Rather than treating debt ceiling increases as a matter of good housekeeping, politicians have fallen into the habit of flirting with default, engaging in bouts of brinkmanship that culminate in ad hoc deals on borrowing and spending. Congress seems unable to perform its duties unless it is acting under the threat of crisis.
That old show is playing again in Washington. The government hit its borrowing limit of about $22 trillion in March. The Treasury Department can operate at the debt ceiling for a few months through various kinds of legerdemain; officials have said an increase in the debt ceiling won’t be necessary before September. And, as the clock ticks toward midnight, House Democrats and the Trump administration have agreed on a deal to extend the debt limit for roughly two years, along with a broader agreement on federal spending over that period. The deal still requires passage by both houses of Congress and President Trump’s signature.
This is not a good way to run a government.
The debt ceiling was created during World War I, when Congress set aside the practice of approving individual bond issues and authorized the government to borrow up to a specified amount, much like the limit on a credit card.
Fans of the debt ceiling say that it encourages Congress to maintain fiscal discipline. Since at least the Eisenhower administration, fiscal conservatives have tried to use debt ceiling votes to constrain spending. They have won some short-term victories, most recently in a 2011 deal imposing a schedule of automatic spending cuts known as sequestration — an ill-timed turn toward austerity that slowed the economic recovery from the 2008 recession, imposing needless pain on millions of Americans.
But the debt ceiling has failed as a long-term check on spending. The latest debt ceiling deal completes the reversal of the 2011 spending cuts.
The deal embodies Congress’s longstanding approach to fiscal policy, in which the sacrifices largely consist in letting others have what they want. Democrats agreed to increase military spending; Republicans agreed to increase spending on domestic programs. In total, the deal would authorize about $320 billion in new federal spending, mostly paid with new debt.
Taxation is rarely even mentioned during debt ceiling negotiations. That’s a problem because reckless tax cuts, most recently in 2017, are a big reason that the federal government keeps hitting its borrowing limit. Federal spending declined as a share of the nation’s economic output during the first two years of the Trump administration. Federal revenue as a share of output declined more sharply.
The debt ceiling is simply the wrong tool for encouraging fiscal discipline. Debates about taxing and spending should be conducted as debates about taxing and spending. Eliminating the debt ceiling also would not make it easier to spend money. As The Times’s editorial board wrote in 1961, in the first of what has become a series of pleas to end a bad law, “Congress’ constitutional power over the Federal purse would not be impaired by such a move, nor would carefree spending be licensed. The power and the license rest, and will continue to rest, in how Congress acts on substantive governmental programs.”

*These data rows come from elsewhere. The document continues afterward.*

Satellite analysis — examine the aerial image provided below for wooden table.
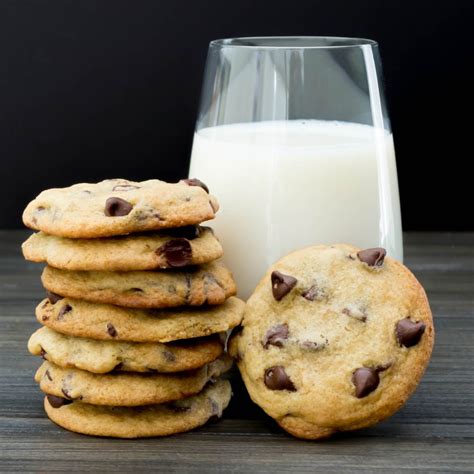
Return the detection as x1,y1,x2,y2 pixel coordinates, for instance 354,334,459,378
0,231,472,473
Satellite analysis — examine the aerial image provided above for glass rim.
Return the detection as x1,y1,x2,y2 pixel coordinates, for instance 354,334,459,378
209,36,378,50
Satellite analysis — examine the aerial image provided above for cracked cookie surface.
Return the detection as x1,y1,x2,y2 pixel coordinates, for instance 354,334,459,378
23,178,219,238
28,327,224,374
41,261,236,308
36,296,244,342
35,355,232,406
229,244,434,440
22,226,222,271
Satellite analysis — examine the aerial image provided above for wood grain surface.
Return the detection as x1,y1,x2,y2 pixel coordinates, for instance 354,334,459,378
0,231,473,473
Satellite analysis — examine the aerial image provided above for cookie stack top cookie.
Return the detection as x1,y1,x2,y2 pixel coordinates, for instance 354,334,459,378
23,178,219,238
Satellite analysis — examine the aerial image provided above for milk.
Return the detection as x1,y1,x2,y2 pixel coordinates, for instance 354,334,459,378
189,120,402,299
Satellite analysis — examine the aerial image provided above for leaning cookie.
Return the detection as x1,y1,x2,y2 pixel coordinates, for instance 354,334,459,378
35,355,232,406
23,178,218,238
229,244,434,440
22,226,222,271
44,379,231,438
41,261,236,308
37,296,244,342
28,327,224,374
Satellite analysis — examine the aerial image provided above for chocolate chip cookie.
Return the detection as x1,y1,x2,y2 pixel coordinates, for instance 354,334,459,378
36,296,244,342
23,178,219,238
229,244,434,440
44,379,231,438
22,226,222,271
29,327,224,374
41,261,236,308
35,355,232,406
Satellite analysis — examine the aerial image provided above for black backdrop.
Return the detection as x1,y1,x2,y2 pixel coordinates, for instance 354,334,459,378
0,0,471,230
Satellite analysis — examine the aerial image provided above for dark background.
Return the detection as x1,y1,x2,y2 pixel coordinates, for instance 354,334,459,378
0,0,471,230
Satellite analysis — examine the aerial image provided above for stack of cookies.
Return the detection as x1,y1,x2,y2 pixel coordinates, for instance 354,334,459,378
22,178,244,438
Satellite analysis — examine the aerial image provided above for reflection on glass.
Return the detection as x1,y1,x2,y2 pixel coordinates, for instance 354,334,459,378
190,37,402,299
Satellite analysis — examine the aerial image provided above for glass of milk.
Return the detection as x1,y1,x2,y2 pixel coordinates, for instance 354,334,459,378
189,37,402,299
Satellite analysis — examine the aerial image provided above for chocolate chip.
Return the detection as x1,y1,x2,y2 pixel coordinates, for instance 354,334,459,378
262,324,289,349
264,366,296,391
42,315,49,321
357,248,387,267
301,339,327,351
46,291,63,304
39,347,47,359
181,178,209,193
210,398,221,418
163,350,176,362
375,362,392,372
112,184,140,191
61,387,72,399
46,395,72,408
396,318,426,347
302,285,325,301
45,370,53,381
271,271,297,301
203,272,224,303
184,274,192,303
106,323,117,337
104,197,133,216
352,367,380,398
36,206,46,212
166,225,201,240
302,286,317,301
135,209,160,221
57,304,72,320
206,398,223,423
157,238,192,267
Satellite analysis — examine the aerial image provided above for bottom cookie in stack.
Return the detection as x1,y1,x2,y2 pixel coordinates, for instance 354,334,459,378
44,380,232,438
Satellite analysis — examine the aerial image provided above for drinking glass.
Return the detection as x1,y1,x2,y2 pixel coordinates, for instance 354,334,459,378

Brinkmanship is also expensive. The United States government is able to borrow at very low interest rates because Treasury securities are regarded as very safe investments. Any glimmer of a hint that repayment might not be full and timely comes at the expense of taxpayers, because investors deal with fear by demanding higher rates.
A debt ceiling standoff in 1979 briefly delayed some interest payments on federal debt. A study found that the government had to pay a premium of 0.6 percentage points in the aftermath — which cost it about $6 billion a year.
The 2011 debt limit standoff raised government borrowing costs by an estimated $1.3 billion in that fiscal year alone, according to the Government Accountability Office. The G.A.O. estimates that an increase of even a tenth of a percentage point in the current average interest rate on the federal debt would cost $182 billion over the next decade.
Congressional Democrats in the 1980s sought to obviate the debt ceiling by making increases a part of the budget process. The current crop of House Democrats has revived the concept. It’s a reasonable approach in theory, but it requires Congress to pass budgets.
A bill to eliminate the debt ceiling, introduced by Senator Michael Bennet of Colorado, is a better approach. The current system has no apparent benefits, regular costs and the real possibility that it will cause a disaster. The stakes in federal budget debates are high enough. It’s time to eliminate the risk that those fights will cause a financial crisis.